During this month, thousands of storytellers attempt to write 50,000 words, which is technically a novel, in 30 days. Participants break it down to 1,667 words per day, which totals to the word count goal by the end of the challenge. They do so with the fuel of online support and advice, word sprints on Twitter (in which you try to write as many words as possible in a short burst of time) and of course, lots of coffee.
The goal isn’t for any of it to be good but for it to be written, because you can edit poorly chosen words, but you can’t edit a blank page.
Since learning about this challenge early in high school, I wanted to participate but never dedicated myself to it fully. I’ve always loved the idea of creative writing, but whenever I sit down to draft a project, I end up lost.
This month, I developed a new strategy: instead of writing 1,667 words daily for a month, I would condense it to just a week. So I set out to write 11,669 words in a week. That way, I would prove to myself that I could at least make a dent in my novel.
After just a couple of days into the week, the plan fell apart.
When I sat down to write that first day, I ran into the same issues that halted me in the past. I began writing a scene with a loose idea of where I wanted it to lead and struggled to put down more than a few sentences. I thought the issue was one most writers have on a first draft, where your inner editor stops you after every word, expecting the draft to read like a New York Times Bestseller from the start.
I reminded myself that the words didn’t need to be perfect, didn’t even need to be good. They just had to be written.
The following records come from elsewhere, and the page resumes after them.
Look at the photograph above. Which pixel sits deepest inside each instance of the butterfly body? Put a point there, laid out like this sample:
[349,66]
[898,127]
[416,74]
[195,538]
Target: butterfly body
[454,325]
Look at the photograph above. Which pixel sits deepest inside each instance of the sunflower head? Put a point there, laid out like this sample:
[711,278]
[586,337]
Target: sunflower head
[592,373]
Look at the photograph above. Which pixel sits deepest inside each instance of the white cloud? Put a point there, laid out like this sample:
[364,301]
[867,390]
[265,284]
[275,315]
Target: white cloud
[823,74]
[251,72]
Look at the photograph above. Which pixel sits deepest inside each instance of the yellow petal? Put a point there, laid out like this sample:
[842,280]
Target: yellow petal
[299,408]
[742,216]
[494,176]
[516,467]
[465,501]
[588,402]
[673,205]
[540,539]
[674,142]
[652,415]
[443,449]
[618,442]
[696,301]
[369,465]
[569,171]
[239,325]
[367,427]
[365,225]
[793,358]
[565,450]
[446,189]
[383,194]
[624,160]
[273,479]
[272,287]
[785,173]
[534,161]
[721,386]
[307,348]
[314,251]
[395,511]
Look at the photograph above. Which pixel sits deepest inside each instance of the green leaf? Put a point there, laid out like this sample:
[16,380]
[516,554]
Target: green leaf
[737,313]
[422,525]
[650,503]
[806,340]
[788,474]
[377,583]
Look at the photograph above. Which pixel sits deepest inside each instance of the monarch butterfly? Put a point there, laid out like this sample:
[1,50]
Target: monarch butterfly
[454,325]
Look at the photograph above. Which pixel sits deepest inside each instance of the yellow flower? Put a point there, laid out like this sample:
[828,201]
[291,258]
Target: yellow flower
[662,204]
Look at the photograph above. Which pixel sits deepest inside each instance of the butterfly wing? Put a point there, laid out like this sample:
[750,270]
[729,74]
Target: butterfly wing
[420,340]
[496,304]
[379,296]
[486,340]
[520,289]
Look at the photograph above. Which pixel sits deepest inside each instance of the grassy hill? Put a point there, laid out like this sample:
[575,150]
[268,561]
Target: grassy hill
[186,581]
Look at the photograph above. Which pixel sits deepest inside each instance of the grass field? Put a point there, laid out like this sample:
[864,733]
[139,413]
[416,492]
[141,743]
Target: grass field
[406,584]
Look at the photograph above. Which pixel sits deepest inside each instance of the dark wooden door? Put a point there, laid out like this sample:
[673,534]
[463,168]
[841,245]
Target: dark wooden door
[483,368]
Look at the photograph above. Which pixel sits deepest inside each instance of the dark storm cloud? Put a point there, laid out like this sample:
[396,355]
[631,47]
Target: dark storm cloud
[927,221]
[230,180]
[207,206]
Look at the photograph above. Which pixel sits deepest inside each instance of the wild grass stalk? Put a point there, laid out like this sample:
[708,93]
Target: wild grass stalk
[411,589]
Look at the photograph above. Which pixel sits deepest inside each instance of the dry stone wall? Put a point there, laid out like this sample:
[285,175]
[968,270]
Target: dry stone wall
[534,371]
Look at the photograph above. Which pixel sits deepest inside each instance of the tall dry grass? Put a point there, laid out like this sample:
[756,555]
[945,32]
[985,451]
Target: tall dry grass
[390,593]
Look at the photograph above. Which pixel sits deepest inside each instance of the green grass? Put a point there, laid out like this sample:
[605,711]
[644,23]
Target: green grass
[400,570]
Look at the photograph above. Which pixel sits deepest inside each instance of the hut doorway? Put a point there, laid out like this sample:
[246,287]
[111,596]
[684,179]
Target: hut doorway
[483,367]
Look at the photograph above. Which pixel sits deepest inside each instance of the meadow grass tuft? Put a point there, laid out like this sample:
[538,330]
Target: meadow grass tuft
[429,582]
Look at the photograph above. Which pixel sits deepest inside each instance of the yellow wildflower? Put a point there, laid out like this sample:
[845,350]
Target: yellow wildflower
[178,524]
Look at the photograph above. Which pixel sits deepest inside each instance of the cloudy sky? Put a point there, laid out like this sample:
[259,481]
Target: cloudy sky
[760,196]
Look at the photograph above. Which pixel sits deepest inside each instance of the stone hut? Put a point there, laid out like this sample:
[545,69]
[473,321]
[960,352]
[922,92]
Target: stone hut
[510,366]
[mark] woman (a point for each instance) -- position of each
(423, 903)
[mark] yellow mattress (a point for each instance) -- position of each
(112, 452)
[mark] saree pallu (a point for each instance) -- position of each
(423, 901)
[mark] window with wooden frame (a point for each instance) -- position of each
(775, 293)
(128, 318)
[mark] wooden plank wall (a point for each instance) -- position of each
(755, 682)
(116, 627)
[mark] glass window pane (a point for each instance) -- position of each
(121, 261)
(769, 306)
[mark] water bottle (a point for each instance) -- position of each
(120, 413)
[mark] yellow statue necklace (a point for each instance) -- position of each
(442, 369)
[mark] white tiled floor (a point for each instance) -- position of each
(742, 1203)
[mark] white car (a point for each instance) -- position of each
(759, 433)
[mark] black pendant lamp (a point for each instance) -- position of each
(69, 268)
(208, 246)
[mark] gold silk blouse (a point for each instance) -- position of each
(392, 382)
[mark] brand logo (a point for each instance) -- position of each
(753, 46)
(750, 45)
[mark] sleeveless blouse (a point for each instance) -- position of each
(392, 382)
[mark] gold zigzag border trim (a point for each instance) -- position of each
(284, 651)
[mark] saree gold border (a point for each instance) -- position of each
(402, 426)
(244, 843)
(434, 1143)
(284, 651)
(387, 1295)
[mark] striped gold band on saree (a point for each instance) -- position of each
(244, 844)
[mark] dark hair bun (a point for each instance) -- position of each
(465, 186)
So I tapped away at the keyboard, putting down whatever came to mind, hoping each word would lead me closer to a story I enjoyed telling.
Maybe if I just wrote and wrote, I would get into the headspace of wonder and excitement I often hear about from writers and that I’ve experienced in brief moments when a project has gone well before.
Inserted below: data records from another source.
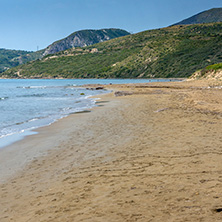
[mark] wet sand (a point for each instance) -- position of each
(154, 155)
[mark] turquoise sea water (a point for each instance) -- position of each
(31, 103)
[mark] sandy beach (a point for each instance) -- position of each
(152, 155)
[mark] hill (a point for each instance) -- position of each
(12, 58)
(176, 51)
(84, 38)
(209, 16)
(212, 72)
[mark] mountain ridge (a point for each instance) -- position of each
(84, 38)
(207, 16)
(176, 51)
(11, 58)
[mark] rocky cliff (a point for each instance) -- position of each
(84, 38)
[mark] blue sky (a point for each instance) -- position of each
(26, 24)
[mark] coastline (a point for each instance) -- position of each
(153, 155)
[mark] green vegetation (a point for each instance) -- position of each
(214, 67)
(176, 51)
(209, 16)
(10, 58)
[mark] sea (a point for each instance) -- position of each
(27, 104)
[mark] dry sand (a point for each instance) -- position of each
(151, 156)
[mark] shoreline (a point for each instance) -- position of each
(152, 155)
(30, 138)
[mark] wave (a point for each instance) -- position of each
(33, 95)
(4, 98)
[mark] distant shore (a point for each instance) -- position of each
(152, 152)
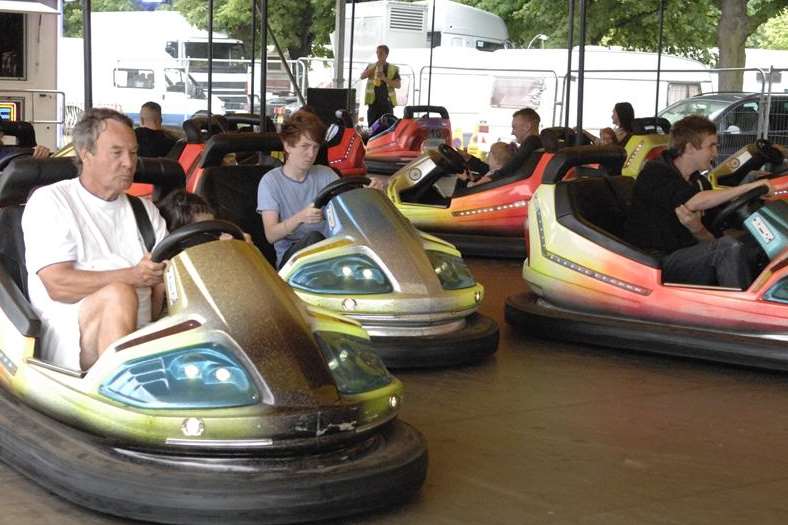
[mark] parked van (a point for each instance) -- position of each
(741, 118)
(483, 88)
(126, 84)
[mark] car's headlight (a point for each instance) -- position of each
(451, 270)
(204, 376)
(350, 274)
(353, 362)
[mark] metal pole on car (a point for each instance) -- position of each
(210, 55)
(254, 46)
(569, 44)
(263, 60)
(432, 47)
(659, 51)
(339, 47)
(581, 71)
(284, 64)
(350, 105)
(86, 48)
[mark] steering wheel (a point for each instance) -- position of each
(191, 235)
(738, 206)
(339, 186)
(772, 154)
(8, 159)
(451, 159)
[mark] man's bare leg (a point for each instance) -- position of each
(104, 317)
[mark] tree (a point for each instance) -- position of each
(738, 20)
(773, 34)
(302, 27)
(692, 27)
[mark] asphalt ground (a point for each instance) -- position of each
(552, 433)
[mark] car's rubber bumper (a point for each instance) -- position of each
(384, 469)
(477, 340)
(536, 317)
(491, 246)
(386, 166)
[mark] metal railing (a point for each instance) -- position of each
(32, 92)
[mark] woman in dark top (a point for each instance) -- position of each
(623, 115)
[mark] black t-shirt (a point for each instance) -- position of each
(153, 142)
(529, 145)
(659, 189)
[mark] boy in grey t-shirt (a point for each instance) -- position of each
(286, 196)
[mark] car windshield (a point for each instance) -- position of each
(705, 107)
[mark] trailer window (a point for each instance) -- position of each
(12, 46)
(681, 90)
(134, 78)
(517, 92)
(485, 45)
But I never got past 700 words in a single day. I stopped because I realized I wasn’t getting enjoyment out of it, and the story wasn’t substantive.
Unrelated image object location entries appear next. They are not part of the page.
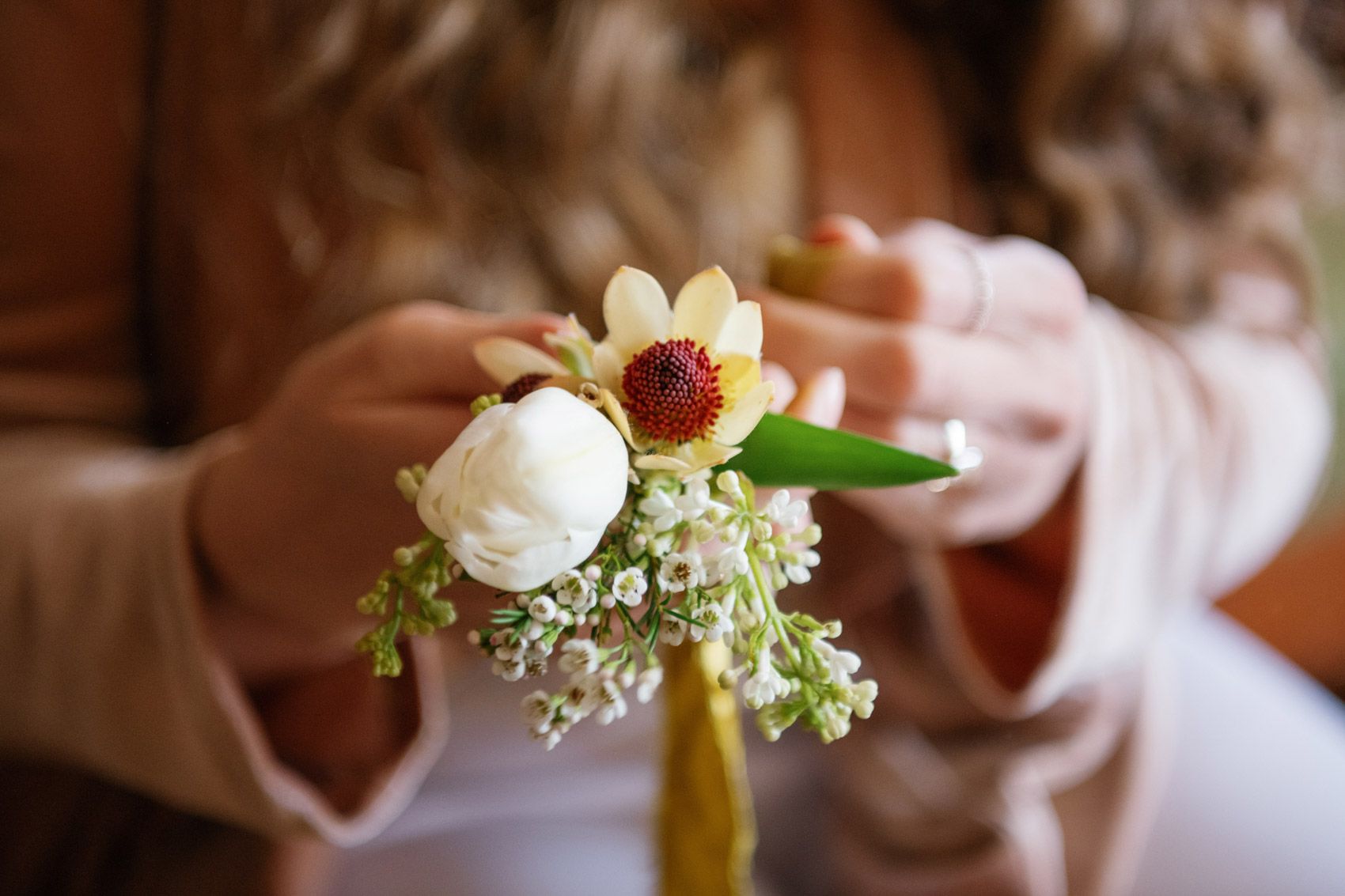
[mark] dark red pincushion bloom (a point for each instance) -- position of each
(672, 391)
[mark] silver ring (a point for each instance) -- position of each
(982, 291)
(962, 456)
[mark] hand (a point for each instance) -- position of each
(896, 315)
(296, 524)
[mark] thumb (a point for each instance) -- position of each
(843, 232)
(820, 401)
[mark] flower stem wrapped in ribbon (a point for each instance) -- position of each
(609, 493)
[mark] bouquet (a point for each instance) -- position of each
(614, 495)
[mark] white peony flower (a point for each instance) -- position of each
(528, 490)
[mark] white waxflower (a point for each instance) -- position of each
(526, 490)
(574, 589)
(843, 663)
(681, 572)
(799, 567)
(860, 698)
(537, 709)
(771, 721)
(713, 622)
(835, 725)
(784, 512)
(578, 657)
(729, 562)
(647, 682)
(578, 698)
(608, 702)
(661, 510)
(511, 671)
(766, 685)
(672, 630)
(547, 736)
(542, 610)
(695, 499)
(630, 585)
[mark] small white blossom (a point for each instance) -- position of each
(578, 657)
(766, 685)
(784, 512)
(574, 589)
(542, 610)
(681, 572)
(695, 499)
(609, 704)
(672, 630)
(547, 736)
(843, 663)
(771, 721)
(713, 622)
(662, 510)
(630, 585)
(511, 671)
(728, 483)
(730, 562)
(537, 708)
(647, 682)
(860, 698)
(578, 698)
(837, 724)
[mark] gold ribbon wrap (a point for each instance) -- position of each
(707, 828)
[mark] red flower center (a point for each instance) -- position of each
(522, 387)
(672, 391)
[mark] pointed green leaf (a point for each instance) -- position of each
(783, 451)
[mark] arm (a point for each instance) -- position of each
(104, 641)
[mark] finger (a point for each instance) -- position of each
(928, 282)
(904, 368)
(426, 350)
(845, 230)
(938, 274)
(784, 385)
(822, 399)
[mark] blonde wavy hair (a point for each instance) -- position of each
(511, 153)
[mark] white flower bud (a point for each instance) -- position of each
(542, 610)
(526, 490)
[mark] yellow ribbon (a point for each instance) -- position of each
(707, 829)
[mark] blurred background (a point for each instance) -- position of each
(1298, 602)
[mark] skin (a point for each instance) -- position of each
(895, 316)
(309, 485)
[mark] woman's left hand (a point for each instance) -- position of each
(932, 324)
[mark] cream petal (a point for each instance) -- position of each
(662, 462)
(608, 366)
(741, 333)
(744, 416)
(737, 376)
(689, 458)
(635, 310)
(506, 360)
(703, 306)
(710, 454)
(616, 414)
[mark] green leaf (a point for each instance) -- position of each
(783, 451)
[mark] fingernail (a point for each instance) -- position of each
(830, 385)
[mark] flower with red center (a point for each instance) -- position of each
(672, 391)
(688, 377)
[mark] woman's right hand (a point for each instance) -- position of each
(296, 524)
I was only laying words down like bricks, except I was an untrained mason who was also probably hit in the head with said bricks, so I didn’t know how to place them to make a coherent structure. After a few more days with the same experience, I had to re-evaluate, and I realized two things I had been failing to admit.
First, NaNoWriMo isn’t for me (at least not at my current level of writing experience), no matter how fun it looks when other people post about their progress. I can’t keep up with the fast pace; I simply need more time to write something worthwhile.
Second, and most importantly, I need to narrow my scope. I’ve always wanted to launch into writing a full-blown book, because ultimately that’s my end goal. I love reading fantasy and science-fiction stories, and it’s my dream to be the author of one. However, even after hours of worldbuilding and planning for a story, it’s still too daunting.
I’ve read the advice of authors like "Game of Thrones" author George R. R. Martin, who said trying to write a novel without experience is “like starting in at rock climbing by tackling Mt. Everest.” Instead, he and many other authors suggest starting with short stories, but I’ve managed to evade this tip so far. Now, I’m beginning to realize it might be the only way for me to break into the craft.
Even though I failed the challenge I set for myself, I’m happy about what I learned from it. Moving forward, I’m going to aim to write a short story with meaningful characters and a plot I enjoy. And then another short story, and another one, and another one until I can write a novel. With a more manageable project, it’ll be easier to learn the elements of writing a good story — how to convey a character’s experience and emotion, how to show and not tell, how to pace a story properly — which I can hopefully apply to my Mt. Everest of a novel one day.